Poison ivy can cause a painful rash to appear on your skin if you come in contact with the toxic resin that is present on each part of the plant. You can successfully eliminate poison ivy from your lawn if the proper steps are taken.
Use The Following Items
- rubber gloves
- protective goggles
- long pants
- long sleeved shirt
- trash bags
- pruning shears
- small shovel
- plastic sheeting
- mild detergent
- water hose
- grass seed
Locate The Poison Ivy
Learning how to identify poison ivy will ensure that you remove all of it in the following steps. Poison ivy mostly grows as a vine, but can also grow as a small bush in some locations. The plant always contains groups of three leaves. The leaves can be pointed, curved, or jagged. Small, green berries grow on the poison ivy plant during the spring and summer. In the fall, the berries turn a yellowish color. If you are uncertain if a particular plant in your yard is poison ivy, view some pictures of poison ivy in a book or online.
Remove The Plants
Wear goggles, rubber gloves, long pants, and a long sleeved shirt before attempting to remove the poison ivy. Covering as much skin as possible will minimize the chance of touching one of the plants. If only a small number of poison ivy plants are in your yard, you might want to try digging them up by the roots. Use a garden shovel to do this. Dig down several inches, next to the base of each plant. Loosen the soil. Grasp each plant by the stem and pull upwards. Place the plants in a trash bag.
If a large amount of poison ivy plants are in your yard and they are growing closely together, digging each one up by hand may be time consuming and something that you do not want to attempt. Instead, cut the lowest part of each plant's stem with a pair of pruning shears. Place the parts that you have cut off into a trash bag.
Use A Herbicide
Protect the grass and plants that are located next to the stems that remain by covering them with plastic sheeting. Spray the stems with herbicide. The herbicide will enter the stems and work its way downwards, destroying the roots. Within a day or two, the stems will be wilted and you can easily pull the roots out without having to dig. Make sure that you cover your skin during this process because poison in the stems and roots is still present.

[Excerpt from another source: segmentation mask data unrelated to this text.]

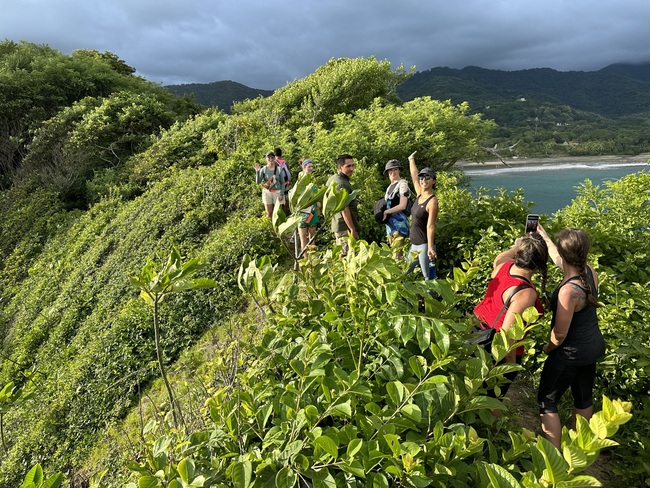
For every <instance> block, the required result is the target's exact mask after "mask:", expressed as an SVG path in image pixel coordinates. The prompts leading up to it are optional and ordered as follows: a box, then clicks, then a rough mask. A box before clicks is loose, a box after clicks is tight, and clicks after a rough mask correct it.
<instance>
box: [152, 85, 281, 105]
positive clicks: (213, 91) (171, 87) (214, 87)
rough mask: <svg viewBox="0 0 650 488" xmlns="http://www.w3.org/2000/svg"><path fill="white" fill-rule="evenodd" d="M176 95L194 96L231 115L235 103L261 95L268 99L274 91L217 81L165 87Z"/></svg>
mask: <svg viewBox="0 0 650 488" xmlns="http://www.w3.org/2000/svg"><path fill="white" fill-rule="evenodd" d="M165 88H167V89H168V90H169V91H170V92H172V93H173V94H175V95H178V96H183V95H190V94H193V95H194V98H195V100H196V101H197V102H198V103H200V104H201V105H205V106H206V107H218V108H219V109H221V110H223V111H224V112H227V113H230V109H231V108H232V105H233V103H234V102H241V101H243V100H246V99H248V98H257V97H259V96H260V95H261V96H263V97H268V96H269V95H271V93H273V90H261V89H257V88H249V87H247V86H246V85H242V84H241V83H237V82H235V81H230V80H228V81H215V82H213V83H190V84H186V85H167V86H165Z"/></svg>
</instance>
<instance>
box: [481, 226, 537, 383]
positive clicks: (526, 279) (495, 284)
mask: <svg viewBox="0 0 650 488" xmlns="http://www.w3.org/2000/svg"><path fill="white" fill-rule="evenodd" d="M547 260H548V247H547V245H546V242H544V239H543V238H542V236H541V235H539V234H538V233H530V234H526V235H525V236H523V237H519V238H518V239H517V240H515V243H514V245H513V246H512V247H511V248H510V249H508V250H506V251H503V252H502V253H500V254H499V255H498V256H497V257H496V258H495V259H494V263H493V270H492V274H491V276H490V278H491V279H490V282H489V283H488V287H487V291H486V293H485V297H484V298H483V299H482V300H481V301H480V302H479V304H478V305H476V307H474V315H475V316H476V318H477V319H478V320H479V322H480V324H481V325H480V326H478V327H479V328H480V329H482V330H486V329H492V330H494V331H495V332H498V331H500V330H508V329H509V328H510V326H511V325H512V324H513V323H514V322H515V314H522V313H523V311H524V310H526V309H527V308H528V307H533V306H534V307H535V308H536V309H537V311H538V312H539V313H540V314H543V313H544V307H543V306H542V302H541V300H540V299H539V295H538V294H537V290H536V289H535V286H534V285H533V284H532V283H531V281H530V280H531V277H532V276H533V274H534V273H535V272H538V271H539V272H540V274H541V281H542V294H543V293H544V292H545V290H546V273H547V265H546V262H547ZM491 337H492V336H490V339H489V341H487V342H485V343H483V342H481V343H480V344H481V345H482V346H483V347H484V348H485V349H487V350H488V351H489V350H491V345H492V339H491ZM523 354H524V348H523V347H518V348H517V349H515V350H512V351H510V352H509V353H508V355H507V356H506V357H505V360H504V362H506V363H515V362H516V363H517V364H521V359H522V356H523ZM504 376H505V377H506V378H507V379H509V380H510V381H511V382H512V381H513V380H514V379H515V377H516V376H517V372H516V371H514V372H511V373H506V374H505V375H504ZM509 386H510V383H507V384H506V385H504V386H503V387H501V395H502V396H503V395H505V394H506V392H507V391H508V388H509ZM488 394H489V395H490V396H494V395H493V394H492V392H488Z"/></svg>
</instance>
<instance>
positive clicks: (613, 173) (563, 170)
mask: <svg viewBox="0 0 650 488" xmlns="http://www.w3.org/2000/svg"><path fill="white" fill-rule="evenodd" d="M648 169H650V166H649V165H648V164H647V162H633V163H632V162H630V163H617V162H611V161H608V162H598V161H594V162H562V163H552V164H540V165H534V164H526V165H520V166H513V167H512V168H508V167H506V166H503V167H501V168H500V167H496V168H495V167H494V166H492V167H490V168H487V167H486V168H481V167H479V168H471V169H466V170H465V174H466V175H468V176H470V177H471V181H470V189H472V190H473V189H476V188H479V187H483V188H486V189H488V190H490V191H496V189H497V188H505V189H506V190H509V191H511V190H516V189H518V188H522V189H523V190H524V196H525V199H526V200H528V201H531V202H534V203H535V206H534V207H533V211H534V212H536V213H540V214H542V213H545V214H548V215H551V214H552V213H554V212H556V211H557V210H559V209H561V208H564V207H566V206H567V205H569V204H570V203H571V201H572V200H573V199H574V198H575V197H576V195H577V193H576V187H577V186H578V185H579V184H580V183H582V182H584V181H585V180H586V179H589V180H591V181H592V183H594V184H596V185H601V184H602V183H603V182H604V181H608V180H609V181H611V180H617V179H619V178H621V177H623V176H625V175H628V174H631V173H638V172H640V171H642V170H648Z"/></svg>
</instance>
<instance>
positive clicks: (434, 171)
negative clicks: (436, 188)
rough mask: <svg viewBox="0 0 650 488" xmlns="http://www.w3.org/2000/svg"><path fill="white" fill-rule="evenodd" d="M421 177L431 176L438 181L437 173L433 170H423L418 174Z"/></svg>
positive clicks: (421, 170) (418, 176)
mask: <svg viewBox="0 0 650 488" xmlns="http://www.w3.org/2000/svg"><path fill="white" fill-rule="evenodd" d="M420 176H430V177H431V178H433V179H434V180H435V179H436V172H435V171H433V170H432V169H431V168H422V169H421V170H420V172H419V173H418V177H420Z"/></svg>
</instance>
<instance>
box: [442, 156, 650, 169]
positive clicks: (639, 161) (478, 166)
mask: <svg viewBox="0 0 650 488" xmlns="http://www.w3.org/2000/svg"><path fill="white" fill-rule="evenodd" d="M503 159H504V160H505V162H506V163H507V164H508V165H509V166H511V167H515V166H526V165H534V166H543V165H545V164H558V163H559V164H562V163H581V162H584V163H621V164H630V163H647V162H648V161H649V160H650V154H637V155H634V156H631V155H622V156H557V157H548V158H527V157H521V158H503ZM455 166H456V167H458V168H461V169H480V168H485V169H494V168H507V166H506V165H505V164H503V163H502V162H501V161H499V160H498V159H494V160H489V161H485V162H483V163H477V162H474V161H457V162H456V164H455Z"/></svg>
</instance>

Throw the remains of each poison ivy plant, the plastic sheeting, and rubber gloves into a trash bag. Tie each bag tightly. Place the bags in an outdoor receptacle until it is time for your trash to be picked up.
Disinfect Your Tools And Clothes
After being exposed to poison ivy, your clothes and tools will need to be disinfected so that the poison from the plants is not spread. Place your clothes in your washing machine and wash them with detergent and hot water. Put the pruning shears, protective goggles, and small shovel in a bucket that is filled with warm, soapy water and a cup of bleach. Let them soak for several minutes before removing them. Rinse each item off with a water hose and dry them all with a towel.
Plant Grass Seed
Sprinkle grass seed liberally over bare patches in your yard where the poison ivy used to be. Water your lawn a couple times each day until new grass begins to grow. Continue to water your lawn when the weather conditions are dry. Enjoy spending time outside in your yard without worrying about being exposed to poisonous plants any longer.